A vendor focused on performance can show the timing of various parts in the system.
A vendor focused on troubleshooting can detect potential bugs and issues.
A vendor focused on security can detect potential risky access.

Background Developer Observability

I’m going to coin a term here since there isn’t one: Background Developer Observability. What if the data you need was already here and a system already collected it for you in the background?

That’s what Digma is doing. In Digma's terms, it's called Continuous Feedback. Essentially, they’re collecting OpenTelemetry data, analyzing it and displaying it as information that’s useful for developers. If Lightrun is like a debugger, then Digma is like SonarQube based on actual runtime and production information.

The cool thing is that you probably already use OpenTelemetry without even knowing it. DevOps probably installed that agent already, and the data is already there!

Going back to my question, is anyone using this API?

If you use Digma you can see that right away. OpenTelemetry already collected the information in the background and the DevOps team already paid the price of collection. We can benefit from that too.

Enough Exposition

I know, I go on… Let’s get to the meat and potatoes of why this rocks. Notice that this is a demo, when running locally the benefits are limited. The true value of these tools is in understanding production, still they can provide a lot of insight even when running locally and even when running tests.

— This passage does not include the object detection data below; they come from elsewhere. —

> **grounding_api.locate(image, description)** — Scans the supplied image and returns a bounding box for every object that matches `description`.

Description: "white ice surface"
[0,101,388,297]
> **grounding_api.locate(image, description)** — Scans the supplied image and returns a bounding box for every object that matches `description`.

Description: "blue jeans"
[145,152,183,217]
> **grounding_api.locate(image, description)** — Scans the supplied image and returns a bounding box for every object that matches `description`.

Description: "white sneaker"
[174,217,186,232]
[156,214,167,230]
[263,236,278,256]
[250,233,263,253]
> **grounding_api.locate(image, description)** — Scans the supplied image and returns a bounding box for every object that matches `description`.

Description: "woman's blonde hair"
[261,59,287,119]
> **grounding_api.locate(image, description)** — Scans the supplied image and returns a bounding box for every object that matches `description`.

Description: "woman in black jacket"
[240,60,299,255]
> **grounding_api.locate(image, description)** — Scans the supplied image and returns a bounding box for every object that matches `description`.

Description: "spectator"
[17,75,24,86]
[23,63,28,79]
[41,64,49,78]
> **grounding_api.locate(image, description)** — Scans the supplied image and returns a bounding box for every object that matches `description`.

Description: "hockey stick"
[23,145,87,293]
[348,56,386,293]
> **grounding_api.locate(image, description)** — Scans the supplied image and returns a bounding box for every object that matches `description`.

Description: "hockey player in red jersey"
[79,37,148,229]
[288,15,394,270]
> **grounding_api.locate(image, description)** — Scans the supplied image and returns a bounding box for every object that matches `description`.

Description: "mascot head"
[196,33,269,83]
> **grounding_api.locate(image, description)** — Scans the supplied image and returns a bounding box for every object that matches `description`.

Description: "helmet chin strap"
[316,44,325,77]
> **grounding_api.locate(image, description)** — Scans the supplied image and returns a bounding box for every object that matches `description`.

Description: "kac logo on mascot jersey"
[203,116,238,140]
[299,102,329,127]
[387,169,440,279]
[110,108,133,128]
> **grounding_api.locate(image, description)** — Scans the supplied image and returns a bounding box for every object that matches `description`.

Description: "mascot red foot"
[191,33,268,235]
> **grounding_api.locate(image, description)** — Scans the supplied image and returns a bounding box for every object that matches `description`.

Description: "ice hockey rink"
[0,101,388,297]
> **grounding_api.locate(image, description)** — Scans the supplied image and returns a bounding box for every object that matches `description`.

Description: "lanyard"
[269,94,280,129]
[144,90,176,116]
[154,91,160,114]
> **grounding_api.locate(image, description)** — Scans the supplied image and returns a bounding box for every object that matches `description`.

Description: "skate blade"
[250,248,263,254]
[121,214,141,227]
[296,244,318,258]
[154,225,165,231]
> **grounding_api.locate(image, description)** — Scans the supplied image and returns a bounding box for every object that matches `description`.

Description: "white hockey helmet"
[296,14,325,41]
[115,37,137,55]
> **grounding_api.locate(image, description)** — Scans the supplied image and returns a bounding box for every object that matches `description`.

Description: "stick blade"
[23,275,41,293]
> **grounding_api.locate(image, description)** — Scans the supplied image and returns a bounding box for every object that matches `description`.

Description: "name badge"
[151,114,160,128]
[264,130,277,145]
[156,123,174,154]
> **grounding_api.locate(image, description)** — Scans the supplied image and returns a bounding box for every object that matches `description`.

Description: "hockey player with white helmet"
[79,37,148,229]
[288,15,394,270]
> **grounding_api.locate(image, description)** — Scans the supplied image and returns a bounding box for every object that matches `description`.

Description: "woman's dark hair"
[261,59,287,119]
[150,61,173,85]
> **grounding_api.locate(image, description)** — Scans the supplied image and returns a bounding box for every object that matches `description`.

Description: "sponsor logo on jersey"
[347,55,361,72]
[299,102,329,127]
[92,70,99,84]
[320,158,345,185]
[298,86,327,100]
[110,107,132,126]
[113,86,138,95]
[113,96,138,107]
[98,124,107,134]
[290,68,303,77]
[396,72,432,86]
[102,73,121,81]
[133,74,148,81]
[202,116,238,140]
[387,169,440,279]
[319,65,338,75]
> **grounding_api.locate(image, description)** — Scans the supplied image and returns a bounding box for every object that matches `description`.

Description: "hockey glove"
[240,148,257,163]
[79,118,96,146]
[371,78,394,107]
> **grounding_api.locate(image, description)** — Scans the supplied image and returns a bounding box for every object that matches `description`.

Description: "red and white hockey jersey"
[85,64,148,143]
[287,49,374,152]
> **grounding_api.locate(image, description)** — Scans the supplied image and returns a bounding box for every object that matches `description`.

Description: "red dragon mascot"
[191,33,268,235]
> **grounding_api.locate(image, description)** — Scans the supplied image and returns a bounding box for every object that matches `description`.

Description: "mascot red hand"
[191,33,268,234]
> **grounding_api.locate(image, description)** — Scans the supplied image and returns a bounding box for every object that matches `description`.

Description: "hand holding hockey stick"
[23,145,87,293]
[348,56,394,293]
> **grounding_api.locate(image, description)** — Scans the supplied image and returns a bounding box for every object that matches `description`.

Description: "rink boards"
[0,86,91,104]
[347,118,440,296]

Digma has a simple and well-integrated setup wizard for IntelliJ/IDEA. You need to have Docker Desktop running for setup to succeed. Note that you don’t need to run your application using Docker, this is simply for the Digma server process where they collect the execution details.

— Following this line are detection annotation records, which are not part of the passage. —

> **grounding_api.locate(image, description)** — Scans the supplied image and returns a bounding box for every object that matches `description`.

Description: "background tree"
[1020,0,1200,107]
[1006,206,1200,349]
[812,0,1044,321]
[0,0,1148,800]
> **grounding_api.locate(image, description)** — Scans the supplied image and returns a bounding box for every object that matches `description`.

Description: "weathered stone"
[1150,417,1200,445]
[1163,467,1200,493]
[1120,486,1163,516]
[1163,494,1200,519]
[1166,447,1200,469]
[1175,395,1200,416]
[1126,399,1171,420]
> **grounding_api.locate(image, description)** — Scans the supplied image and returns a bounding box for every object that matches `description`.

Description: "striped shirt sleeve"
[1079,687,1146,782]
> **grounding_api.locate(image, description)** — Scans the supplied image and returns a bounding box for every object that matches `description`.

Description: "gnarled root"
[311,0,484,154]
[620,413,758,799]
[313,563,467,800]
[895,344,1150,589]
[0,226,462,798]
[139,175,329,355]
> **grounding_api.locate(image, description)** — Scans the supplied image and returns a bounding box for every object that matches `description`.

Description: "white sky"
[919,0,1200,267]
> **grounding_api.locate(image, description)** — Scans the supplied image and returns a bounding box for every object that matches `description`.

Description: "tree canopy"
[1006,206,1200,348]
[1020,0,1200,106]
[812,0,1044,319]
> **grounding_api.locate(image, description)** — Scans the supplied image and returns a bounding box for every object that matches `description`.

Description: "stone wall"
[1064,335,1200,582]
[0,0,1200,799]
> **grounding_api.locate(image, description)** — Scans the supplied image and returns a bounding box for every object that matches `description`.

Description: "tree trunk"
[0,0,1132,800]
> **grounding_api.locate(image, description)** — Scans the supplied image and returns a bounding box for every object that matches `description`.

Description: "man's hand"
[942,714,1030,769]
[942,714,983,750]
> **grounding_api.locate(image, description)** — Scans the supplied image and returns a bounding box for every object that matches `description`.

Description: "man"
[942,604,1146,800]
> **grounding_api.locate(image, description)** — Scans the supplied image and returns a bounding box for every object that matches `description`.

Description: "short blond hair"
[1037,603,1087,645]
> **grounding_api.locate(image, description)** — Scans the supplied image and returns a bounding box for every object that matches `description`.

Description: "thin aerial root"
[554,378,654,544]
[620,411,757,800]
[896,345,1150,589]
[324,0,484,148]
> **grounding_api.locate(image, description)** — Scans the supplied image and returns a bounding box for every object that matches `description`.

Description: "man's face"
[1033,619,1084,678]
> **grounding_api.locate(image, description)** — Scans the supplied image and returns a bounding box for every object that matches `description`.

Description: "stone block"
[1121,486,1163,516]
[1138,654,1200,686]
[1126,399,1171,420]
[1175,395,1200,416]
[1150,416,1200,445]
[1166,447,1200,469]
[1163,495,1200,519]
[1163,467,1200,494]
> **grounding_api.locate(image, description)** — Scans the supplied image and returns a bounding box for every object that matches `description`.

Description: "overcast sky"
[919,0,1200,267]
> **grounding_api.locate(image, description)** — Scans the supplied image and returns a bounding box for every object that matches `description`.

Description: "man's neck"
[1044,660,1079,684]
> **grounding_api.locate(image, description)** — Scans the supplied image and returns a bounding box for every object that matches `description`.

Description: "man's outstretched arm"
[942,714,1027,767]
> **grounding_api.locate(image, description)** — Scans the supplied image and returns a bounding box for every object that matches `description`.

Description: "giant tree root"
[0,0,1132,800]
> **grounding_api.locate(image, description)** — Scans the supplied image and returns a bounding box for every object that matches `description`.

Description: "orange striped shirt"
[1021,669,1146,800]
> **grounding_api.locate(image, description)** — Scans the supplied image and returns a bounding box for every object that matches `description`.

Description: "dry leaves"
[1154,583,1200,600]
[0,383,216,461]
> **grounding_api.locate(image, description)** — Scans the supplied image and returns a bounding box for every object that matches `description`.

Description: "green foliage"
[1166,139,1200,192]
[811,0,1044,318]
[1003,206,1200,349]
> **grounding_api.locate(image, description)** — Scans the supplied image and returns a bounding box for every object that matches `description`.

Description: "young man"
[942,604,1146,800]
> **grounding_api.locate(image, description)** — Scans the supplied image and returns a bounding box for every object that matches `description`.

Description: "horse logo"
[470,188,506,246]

Once it is installed, we can run our application, in my case I just ran the JPA unit test from my latest book and it produced standard traces which are already pretty cool, we can see them listed below:

When we click a trace for one of these, we get the standard trace view, this is nothing new, but it’s really nice to see this information directly in the IDE and readily accessible. I can imagine the immense value this will have for figuring out CI execution issues:

But the real value and where Digma becomes a “Developer Observability” tool instead of an Observability tool, is with the tool window here:

There is a strong connection to the code directly from the observability data and deeper analysis which doesn’t show in my particular overly simplistic hello world. This Toolwindow highlights problematic traces, errors and helps understand real-world issues.

How Does This Help at 2AM?

Disasters happen because we aren’t looking. I’d like to say I open my observability dashboard regularly but I don’t. Then when there’s a failure I take a while to get my bearings within it. The locality of the applicable data is important, it helps us notice issues when they happen. Detect regressions before they turn to failures and understand the impact of the code we just merged.

Prevention starts with awareness and as developers, we handed our situational awareness to the DevOps team.

When the failure actually happens the locality and accessibility of the data makes a big difference. Since we use tools that integrate in the IDE daily this reduces the meantime to a fix. No, a background developer observability tool might not include the information we need to fix a problem. But if it does, then the information is already there and we need nothing else. That is fantastic.

Final Word

With all the discussion about observability and open telemetry, you would think everyone is using them. Unfortunately, the reality is far from that. Yes, there’s some saturation and familiarity in the DevOps crowd. This is not the case for developers.

This is a form of environmental blindness. How can our teams who are so driven by data and facts proceed with secondhand and often outdated data from OPS?

Should I spend time further optimizing this method or will I waste the effort, since few people use it?

We can benchmark things locally just fine, but real-world usage and impact are things that we all need to improve.